Sadly for me, that is still the case. Perhaps that is why I am so afraid to take initiative on anything. What if I am doing something else when my instructions finally come in?
Anyhow, I have not experienced any positive effects from my uniqueness. Not consciously. School was too easy for me to take seriously. Getting an A on something was par for the course. It was so easy for me, and I received so little positive feedback from the world about it, that it never felt like an achievement at all.
It was just… what I did, I suppose.
Even today, when I know I have a lot of intelligence and talent, it is hard to take any comfort at all from it. I’ve always had a lot of potential. I was told that over and over again as a child.
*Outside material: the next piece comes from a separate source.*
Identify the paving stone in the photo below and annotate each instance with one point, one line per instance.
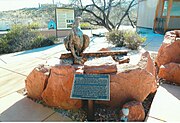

But nothing ever came of it, so I can’t take it seriously, even though I totally should.
Not everyone has the gifts that I have. I should be grateful. They told me that over and over again too.
But I wasn’t. And that hasn’t changed.
I wish I could be grateful for my gifts. That gratitude might motivate me. Go out there and show the world how awesome I am, and all that. But I just don’t have enough motivation to overcome my fear, ennui, and inertia.
In a sense, I suppose I am waiting for the world to make the first move. Waiting for someone to hold out their hand to me and say “I believe in you, and I will help you get through the rough terrain between you and success. ”
Obviously, that’s not how reality works. Even if such a person existed (which is unlikely), I would at least need to put my works somewhere they can see them and decide to help me. Nobody is going to break down the doors of my tiny little world and rescue me from the custom dungeon I have locked myself into for twenty years.
So obviously, whatever keeps me from putting myself out there has to go. Around, through, or over, it doesn’t matter, but it has to be taken out of the picture before I can truly grow.
And I want to grow. I need to grow. I am so tired of being so small on the inside.
I’m a sad little Peter Pan, who desperately wants to grow up.
But I might need a little help.
I will talk to you nice people again tomorrow.